Be it the mind-blowing 22-game postseason winning streak, three win-or-go-home victories in 30 hours at the College World Series or a pair of bases-loaded walks to even the score and go ahead in a 3-2 win Friday night over Arkansas to advance to the championship series, the Gamecocks are magicians at TD Ameritrade Park.
And if so, Michael Roth is the resident Houdini.
Roth, a senior from Greer, S.C., has pulled enough gems out of his hat in Omaha to construct a championship ring. He's already made his case as one of the most accomplished pitchers in CWS history.
The 6-foot-1 left-hander will have one final appearance on the CWS mound Monday night as the Gamecocks try to stave off elimination after losing Game 1 of the final series to Arizona.
What will Roth do for an encore?
Just the mention of it "brings a smile to my face," said South Carolina coach Ray Tanner, who has reinvented his dugout demeanor over the past few seasons thanks in part to Roth's influence.
Tanner said before this series that Roth taught him how to keep things loose and have fun again around baseball.
"Win, lose or draw," Tanner said, "he's an amateur."
Such an attitude served to relieve pressure from the Gamecocks, who had every reason to feel that pressure as winners here in the 2010 championship series over UCLA and last year against Florida.
"I just got to the point where, hey, you don't need all that stress and anxiety," Tanner said.
As coaches and players around him stressed over the implications at stake Wednesday as the Gamecocks' game with Kent State was rained out, Roth tweeted a photo of reliever Tyler Webb taped to a chair in the locker room.
"It's going to be my last college game," Roth said of his start in the championship series. "That will definitely mean something. I'm just going to compete as always. I love this park. I love Omaha. We're playing for a national title. Nothing better than that."
Teammates savor the chance to play behind Roth.

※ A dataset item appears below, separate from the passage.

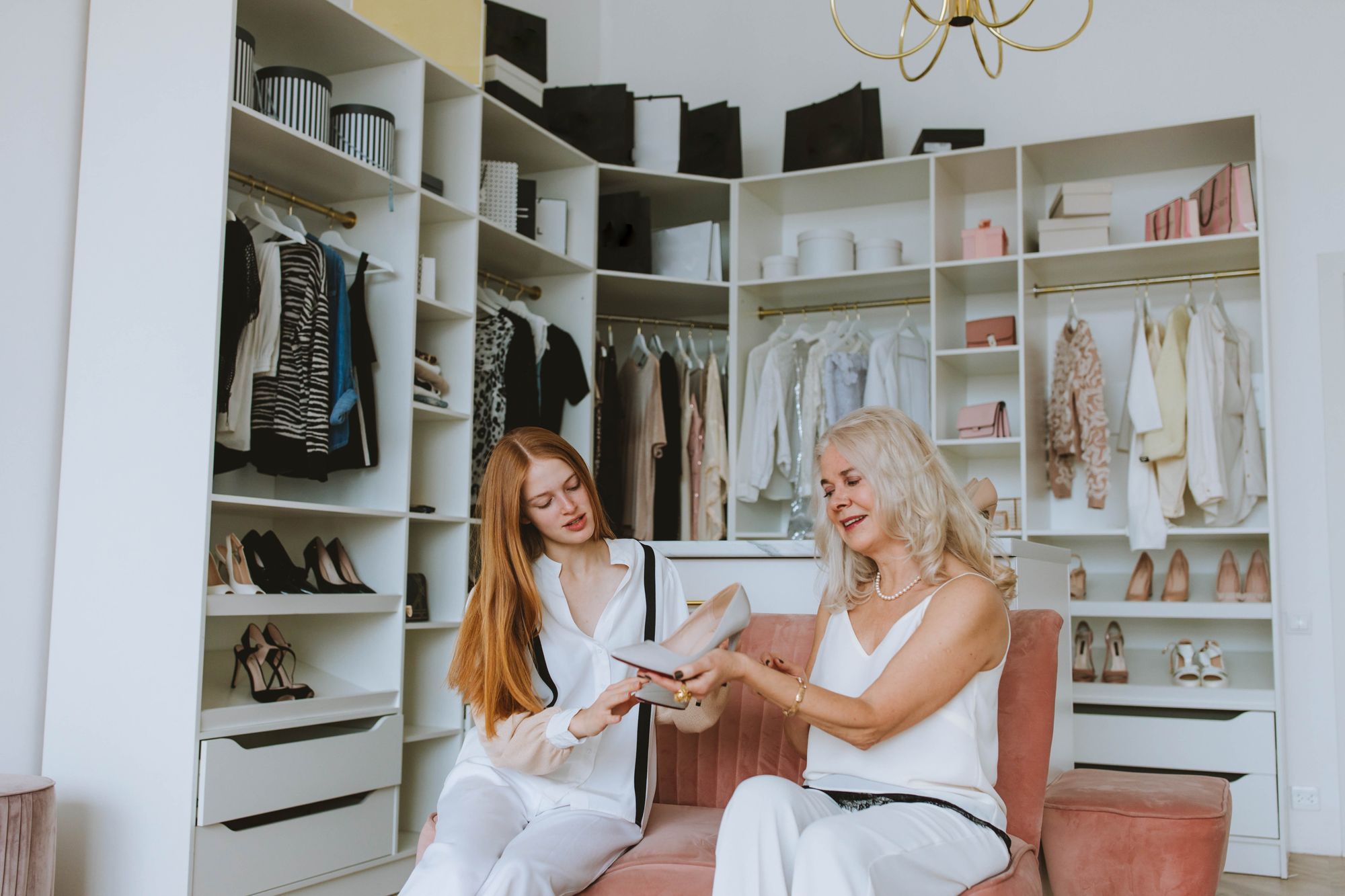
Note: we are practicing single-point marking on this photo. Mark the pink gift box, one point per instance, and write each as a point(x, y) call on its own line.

"Mike is everything you could want in a player," first baseman Christian Walker said. "He puts the team on his back and gives everything he can. We definitely feed off that and use it to our advantage."
He's already won two games in Omaha this year. Of course he has; that's all Roth does in the postseason -- win games.

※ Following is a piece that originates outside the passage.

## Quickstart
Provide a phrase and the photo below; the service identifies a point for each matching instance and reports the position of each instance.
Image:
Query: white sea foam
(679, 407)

In his career, Roth is 8-0 in the postseason with a 1.32 ERA in 88 1/3 innings. In the CWS, he's 4-0 with a 1.34 ERA in a record 53 2/3 innings.
His next start will make Roth the first pitcher to start eight career games at the CWS. A win over the Wildcats would tie Roth with teammate Matt Price for the most wins by a pitcher. That is, if Price doesn't win another one. Price earned his fifth CWS victory against Arkansas on Friday.

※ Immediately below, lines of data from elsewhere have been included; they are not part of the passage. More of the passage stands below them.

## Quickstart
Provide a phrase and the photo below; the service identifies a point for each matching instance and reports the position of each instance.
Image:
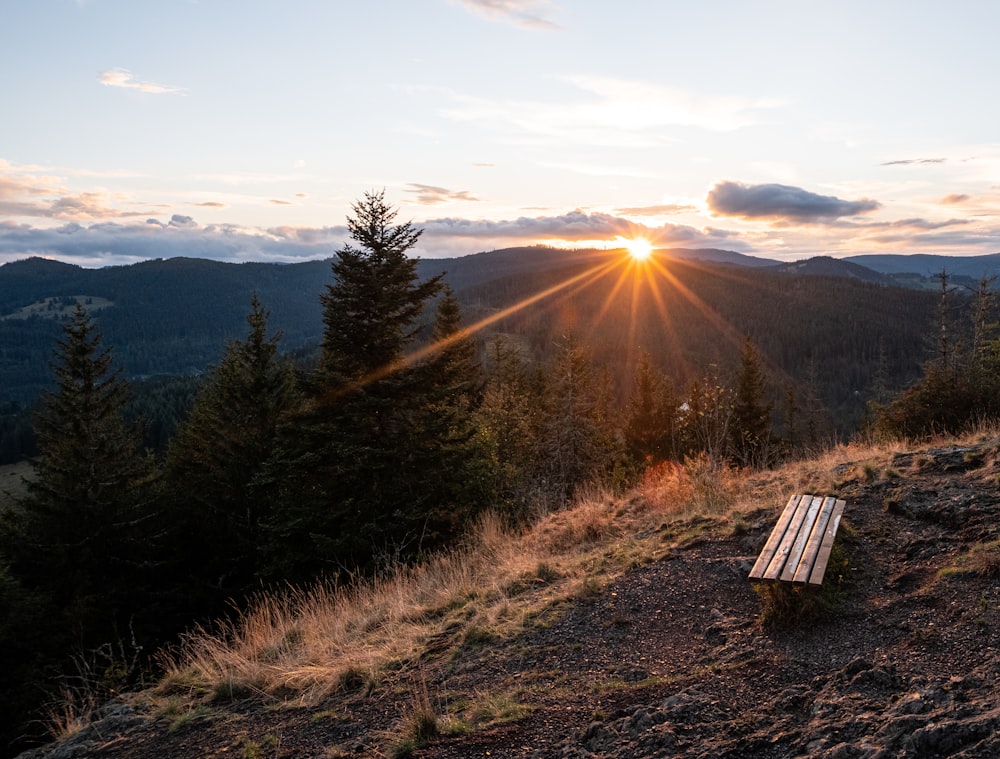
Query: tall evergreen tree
(576, 443)
(507, 427)
(212, 463)
(753, 442)
(84, 521)
(365, 470)
(651, 421)
(77, 544)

But it's Roth, no doubt, who carries the flag for the Gamecocks.
"I can't wait for him to get out there," center fielder Evan Marzilli said.
In this CWS, Roth has thrown 15 1/3 innings, allowing four runs, earning wins over Florida and Kent State.
South Carolina trailed 2-0 in the fifth inning Friday night before it scored on Joey Pankake's single and a bases-loaded walk to Walker. Despite the circumstances, Roth said he never considered what was near.
"Was I staring at the end?" he said. "I didn't think I was staring at the end. We never were worried."
Roth even grabbed a bat in the seventh inning to pinch hit with the bases loaded. Before he could help his bid to pitch another game, Roth watched as Arkansas nailed Marzilli at the plate on a ball that escaped catcher Jake Wise.
Roth had collected four hits in 22 plate appearances this season. Nonetheless, Tanner had faith in him. That's how deeply the coach's confidence in Roth runs.
Up next for Roth: the challenge to return on short rest from the first two-hitter at the CWS since 1972.
History indicates Roth will pull off the trick. Just don't ask how he did it. A magician never reveals his secrets.